Wednesday, 10 November 2021

William "the Monk" and the Beaumonts - an original charter

Please read this as a follow-up in particular to what I wrote on 10 March 2021 - https://beaumontarchives.blogspot.com/2021/03/the-twelfth-century-beaumonts-of-ne.html

I discovered what seems a significant charter for the history of our family (in the most extended sense), in Cornwall's archives - https://kresenkernow.org/SOAP/detail/608be59d-7882-48b5-aba8-088a98d522d3/?tH=%5B%22william%20the%20monk%22%5D

By this charter, William "the Monk" gives Néville-sur-mer priory fifteen shillings a year rent from a place called Estintonie. William's nephew Thomas de Bellomonte gives his consent and other members of his family are witnesses (1).

(1) Their names are rendered as "Belin" in the catalogue summary but I am confident of their identity as there is so much other context that fits.

Néville-sur-mer priory was a dependency of Montebourg abbey. The gift was known about from the Montebourg charters (2) and in a confirmation by Henry II (3), but the place was not identified.

(2) The Montebourg Cartulary is MS Lat. 10087 in the Bibliotheque Nationale Francaise... including:- (no.422 on page 139):- I William monachus for salvation of my soul and that of my father and mother and all my antecessors with the assent and consent of Thomas & Philip de Bello mo'te my nephews…  in the parish of Nigeville  …… chapel …. Mary Magdalene.. ……. ? tenth penny of ?manor  of Estintona ........

BN Fr. MS Lat.10087 no.422 (part)
 
BN Fr.
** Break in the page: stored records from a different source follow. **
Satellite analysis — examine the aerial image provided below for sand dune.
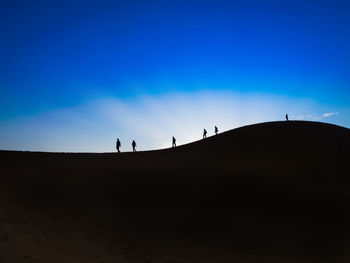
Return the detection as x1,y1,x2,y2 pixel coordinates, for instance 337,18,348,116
1,121,350,262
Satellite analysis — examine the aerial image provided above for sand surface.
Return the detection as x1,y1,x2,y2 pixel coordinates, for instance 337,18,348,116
1,121,350,262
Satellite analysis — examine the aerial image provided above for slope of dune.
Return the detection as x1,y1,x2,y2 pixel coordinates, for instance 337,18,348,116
0,121,350,263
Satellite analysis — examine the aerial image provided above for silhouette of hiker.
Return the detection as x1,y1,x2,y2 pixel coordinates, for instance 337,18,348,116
285,114,289,121
203,129,207,139
215,126,218,135
172,136,176,147
132,140,137,152
116,138,121,153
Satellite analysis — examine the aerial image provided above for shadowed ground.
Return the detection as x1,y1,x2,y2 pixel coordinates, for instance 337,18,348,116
1,121,350,262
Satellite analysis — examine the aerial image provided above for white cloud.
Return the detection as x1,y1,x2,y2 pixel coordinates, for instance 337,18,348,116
291,111,340,121
323,112,339,117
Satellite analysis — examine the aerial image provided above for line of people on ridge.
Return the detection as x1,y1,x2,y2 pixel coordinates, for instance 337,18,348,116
115,125,219,153
116,114,290,152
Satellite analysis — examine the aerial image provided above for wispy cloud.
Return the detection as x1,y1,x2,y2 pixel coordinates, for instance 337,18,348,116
291,112,340,121
323,112,339,117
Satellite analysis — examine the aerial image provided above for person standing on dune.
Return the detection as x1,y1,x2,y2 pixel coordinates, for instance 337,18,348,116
203,129,207,139
116,138,121,153
172,136,176,147
132,140,137,152
285,114,289,121
215,126,218,135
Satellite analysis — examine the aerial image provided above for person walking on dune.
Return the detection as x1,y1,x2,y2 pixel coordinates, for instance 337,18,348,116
215,126,218,135
132,140,137,152
285,114,289,121
172,136,176,147
203,129,207,139
116,138,121,153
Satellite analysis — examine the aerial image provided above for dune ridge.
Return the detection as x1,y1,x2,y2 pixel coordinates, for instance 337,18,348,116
1,121,350,263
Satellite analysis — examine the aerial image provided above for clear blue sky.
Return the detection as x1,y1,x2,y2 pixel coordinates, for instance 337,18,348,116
1,0,349,152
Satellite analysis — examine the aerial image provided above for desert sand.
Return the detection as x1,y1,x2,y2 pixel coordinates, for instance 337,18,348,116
1,121,350,263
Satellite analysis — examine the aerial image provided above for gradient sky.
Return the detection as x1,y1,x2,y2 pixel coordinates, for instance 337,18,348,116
1,0,349,152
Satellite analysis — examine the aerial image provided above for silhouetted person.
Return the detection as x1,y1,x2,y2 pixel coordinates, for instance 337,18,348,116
132,140,137,152
203,129,207,139
215,126,218,135
285,114,289,121
172,136,176,147
116,138,121,153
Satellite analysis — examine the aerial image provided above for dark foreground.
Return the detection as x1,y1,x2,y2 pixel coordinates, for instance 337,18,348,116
1,121,350,263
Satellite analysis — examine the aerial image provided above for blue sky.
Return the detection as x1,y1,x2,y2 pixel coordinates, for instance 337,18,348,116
1,0,349,152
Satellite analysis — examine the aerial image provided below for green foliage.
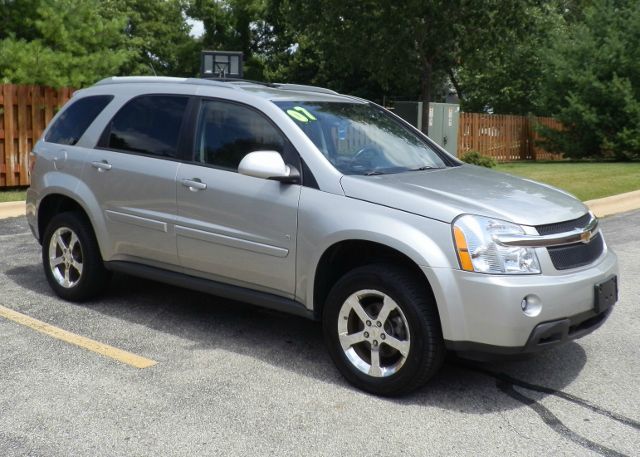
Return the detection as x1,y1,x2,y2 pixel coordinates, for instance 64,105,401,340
0,0,200,86
262,0,423,100
456,3,566,115
105,0,200,77
539,0,640,160
261,0,559,126
0,0,41,42
460,151,497,168
0,0,132,87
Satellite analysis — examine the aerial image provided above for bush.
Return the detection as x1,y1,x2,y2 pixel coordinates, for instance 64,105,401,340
460,151,496,168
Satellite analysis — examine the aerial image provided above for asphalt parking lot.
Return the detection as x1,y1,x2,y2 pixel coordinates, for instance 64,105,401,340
0,212,639,457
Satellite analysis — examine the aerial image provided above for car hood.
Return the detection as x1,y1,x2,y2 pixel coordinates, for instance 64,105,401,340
340,164,589,225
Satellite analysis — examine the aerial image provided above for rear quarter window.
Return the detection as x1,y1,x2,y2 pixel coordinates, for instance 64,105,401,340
45,95,113,146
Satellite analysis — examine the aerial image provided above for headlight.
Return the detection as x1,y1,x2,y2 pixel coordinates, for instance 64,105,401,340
453,215,541,274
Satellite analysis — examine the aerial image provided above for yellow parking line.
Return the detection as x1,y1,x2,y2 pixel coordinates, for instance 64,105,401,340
0,305,157,369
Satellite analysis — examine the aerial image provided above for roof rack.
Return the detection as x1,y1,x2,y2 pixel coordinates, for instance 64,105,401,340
208,77,278,88
201,78,338,94
183,78,239,89
273,83,339,95
93,76,340,96
94,76,235,90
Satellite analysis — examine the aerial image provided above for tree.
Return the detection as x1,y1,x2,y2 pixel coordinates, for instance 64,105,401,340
454,2,566,115
263,1,436,104
539,0,640,160
263,1,545,130
105,0,199,77
0,0,41,42
0,0,132,87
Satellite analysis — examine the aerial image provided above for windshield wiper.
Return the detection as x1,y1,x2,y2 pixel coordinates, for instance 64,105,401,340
410,166,439,171
364,170,386,176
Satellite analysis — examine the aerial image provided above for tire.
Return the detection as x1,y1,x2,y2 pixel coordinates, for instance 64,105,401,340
323,264,445,396
42,211,110,302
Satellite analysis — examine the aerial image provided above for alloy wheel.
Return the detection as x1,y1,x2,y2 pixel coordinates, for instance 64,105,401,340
48,226,84,289
337,289,411,377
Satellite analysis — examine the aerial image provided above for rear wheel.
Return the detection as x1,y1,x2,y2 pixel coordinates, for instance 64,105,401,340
323,264,445,396
42,212,110,301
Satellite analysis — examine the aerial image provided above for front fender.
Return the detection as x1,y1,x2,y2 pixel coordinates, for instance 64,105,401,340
296,187,458,312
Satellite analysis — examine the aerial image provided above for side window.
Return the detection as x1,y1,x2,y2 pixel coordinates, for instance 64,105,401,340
45,95,113,145
196,100,286,170
106,95,189,157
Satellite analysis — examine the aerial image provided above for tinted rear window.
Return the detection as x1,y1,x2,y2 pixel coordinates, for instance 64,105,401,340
45,95,113,145
106,95,189,157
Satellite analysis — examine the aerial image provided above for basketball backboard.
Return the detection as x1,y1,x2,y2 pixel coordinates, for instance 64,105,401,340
200,51,243,79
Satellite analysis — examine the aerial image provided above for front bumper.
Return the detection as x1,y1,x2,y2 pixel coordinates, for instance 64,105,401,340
422,247,618,353
445,305,613,360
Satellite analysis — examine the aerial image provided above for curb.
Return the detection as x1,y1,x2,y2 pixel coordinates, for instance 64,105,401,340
1,190,639,220
585,189,640,218
0,201,25,219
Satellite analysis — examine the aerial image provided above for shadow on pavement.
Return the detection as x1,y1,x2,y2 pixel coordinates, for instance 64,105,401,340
4,262,588,414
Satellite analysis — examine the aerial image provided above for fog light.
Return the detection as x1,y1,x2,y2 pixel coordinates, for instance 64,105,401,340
521,294,542,317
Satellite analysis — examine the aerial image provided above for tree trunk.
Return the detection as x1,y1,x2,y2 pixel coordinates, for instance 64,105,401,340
447,67,464,102
420,60,432,134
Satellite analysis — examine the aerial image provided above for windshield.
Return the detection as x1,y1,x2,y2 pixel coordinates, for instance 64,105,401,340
275,101,451,175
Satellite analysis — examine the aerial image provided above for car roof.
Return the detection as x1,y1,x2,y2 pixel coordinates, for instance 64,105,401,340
93,76,365,104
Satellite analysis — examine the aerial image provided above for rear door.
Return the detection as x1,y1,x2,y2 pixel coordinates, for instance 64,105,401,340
84,94,190,266
175,98,301,297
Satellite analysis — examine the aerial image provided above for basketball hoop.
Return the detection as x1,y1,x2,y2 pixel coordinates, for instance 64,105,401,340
201,51,243,79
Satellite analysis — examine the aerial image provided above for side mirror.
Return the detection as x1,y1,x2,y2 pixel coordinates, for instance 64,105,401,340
238,151,300,184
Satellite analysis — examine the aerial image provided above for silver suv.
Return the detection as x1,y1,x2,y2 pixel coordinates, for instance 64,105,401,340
27,77,618,395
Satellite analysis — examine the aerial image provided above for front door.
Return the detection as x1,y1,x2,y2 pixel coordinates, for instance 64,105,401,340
176,99,301,297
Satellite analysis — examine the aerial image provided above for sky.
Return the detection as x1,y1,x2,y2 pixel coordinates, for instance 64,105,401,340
187,18,205,38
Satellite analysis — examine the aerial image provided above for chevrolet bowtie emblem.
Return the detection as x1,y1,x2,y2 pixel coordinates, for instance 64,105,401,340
580,230,592,243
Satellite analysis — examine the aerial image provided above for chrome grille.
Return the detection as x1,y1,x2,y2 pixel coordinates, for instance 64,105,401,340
535,213,592,236
535,213,604,270
547,233,604,270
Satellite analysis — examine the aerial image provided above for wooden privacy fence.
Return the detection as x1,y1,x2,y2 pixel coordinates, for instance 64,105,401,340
0,84,75,188
457,113,563,162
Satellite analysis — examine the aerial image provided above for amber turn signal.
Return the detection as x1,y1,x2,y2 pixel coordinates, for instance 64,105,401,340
453,226,474,272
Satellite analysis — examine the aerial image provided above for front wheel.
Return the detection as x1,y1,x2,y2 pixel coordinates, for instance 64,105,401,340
323,264,445,396
42,212,110,302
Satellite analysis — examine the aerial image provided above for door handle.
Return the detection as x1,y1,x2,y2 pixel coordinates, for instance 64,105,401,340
91,160,112,172
181,178,207,191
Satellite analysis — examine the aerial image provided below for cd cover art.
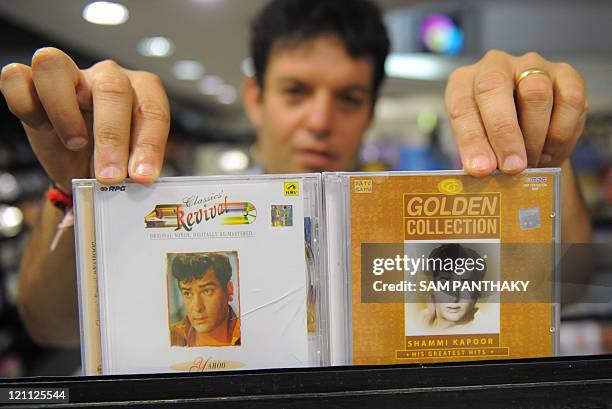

MS Lat.10087 no.422 (part)

(3) 1174 x 1182 ........ Ex dono Willelmi Monachi, capellam Sancte Marie Magdalene de Nigelvilla, cum ecclesia ejusdem ville ...... et in Anglia, in manerio de Extintona, terram que reddit annuatim XV. solidos (University of Caen "Scripta" database, no.7250). 

It seems what Kresen Kernow (Cornwall's Archive Centre) has (their ref AR/1/828) is the actual charter, or a counterpart of it from the original time. The foundation of Néville priory was confirmed in a charter dated 1163. (4)

(4) No. 45 on pp.27-28 of the cartulary - charter of R. bishop of Coutances.

I am fairly sure it means Ilsington in Devon (not far off the A38 between Plymouth and Exeter), which was Lestintone in Domesday Book. The tenant in chief there then was Ralph Pagnell, but it must have passed into the Honour of Plympton, which was created by Henry I for Richard de Reviers (5), who was actually the patron of Montebourg Abbey. Richard was foremost amongst the "new men" Henry I brought from the Cotentin (6). It is no surprise that benefits should trickle down to middle-ranking players.

(5) see Sanders, English Baronies p.137.

(6) see eg Judith Green, The Government of England under Henry I, pp. 146-147.

Incidentally, one of the witnesses to the Cornwall charter is called Robertus villanus, and a man of that name also witnesses another charter of William "the monk" (Archives Manche H.2439). 

After the "Loss" of Normandy (1204) Montebourg Abbey might no longer have been able to collect the money from Ilsington or be the owner of the manor (7).

(7) As it lost Loders in Dorset (Digital Humanities Institute, Sheffield, Lands of the Normans database).

The family of Beaumont, the heirs of William "the Monk," might have been split, some on each side of the English channel. Not much later, Beaumonts are known to have been at Ilsington or at Ingsdon nearby. An example reference is that in about 1242 a Philip de Bellomonte was holding a knights fee in Ilsington of the Plympton honour. (8)

(8) Testa de Nevill p.182; Book of Fees p.790.


I visited Ilsington church in 1990 and took this photo of the coat of arms on the end of a bench. I had been told that this was the arms of the Beaumonts in question. I have no idea if that is true!! I am sceptical.

A share in Ilsington eventually came to the Arundell family, a fact which presumably explains how the document came into their archives, and thus how it has survived to this day!

This document is a useful discovery. My thanks to Jennie Hancock, archivist at Kresen Kernow.